Hallberg-Rassy 340 im TestAgiler und gutmütiger Segler – die ideale Fahrtenyacht?

Hauke Schmidt

 · 12.06.2024

Kraftvoll und komfortabel. Die Rassy segelt sehr temperamentvoll und stets kontrolliert, selbst groben Seegang steckt sie gut weg
Foto: YACHT/Ben Scheurer
Lotrechter Steven, breites Heck, zwei Ruderblätter: Die HR 340 ist alles andere als konservativ – und gerade deshalb eine der besten Fahrtenyachten, die Hallberg-Rassy je gebaut hat

Kurz vor der Öppet Varv genannten Bootsmesse ist der Werfthafen von Hallberg-Rassy in Ellös gut mit Yachten belegt. Das Gros der Boote misst 40 Fuß und mehr. Allein vom Topmodell HR 64 liegen vier Schiffe im Becken. Dazwischen, direkt unter dem Mastkran, wartet die frisch aufgeriggte 340 auf die Testcrew. Kaum länger als eine Stunde liegt die Bau­nummer 1 im Wasser.

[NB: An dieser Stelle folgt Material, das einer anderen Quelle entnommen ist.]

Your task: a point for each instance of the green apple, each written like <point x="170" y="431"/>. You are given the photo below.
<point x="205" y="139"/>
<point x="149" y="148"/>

Dunkelblauer Zierstreifen, deutlicher Deckssprung, teakbelegte Schanz, eine feste Scheibe und eine solide Scheuerleiste: Die klassischen HR-Attribute sind vorhanden, doch mit stattlichen 1,34 Meter Freibordhöhe am Bug und immerhin noch 1,15 Metern am Heck ist der Rumpf recht dominant. Und auch dem Aufbau sieht man an, dass unter Deck reichlich Stehhöhe vorhanden ist.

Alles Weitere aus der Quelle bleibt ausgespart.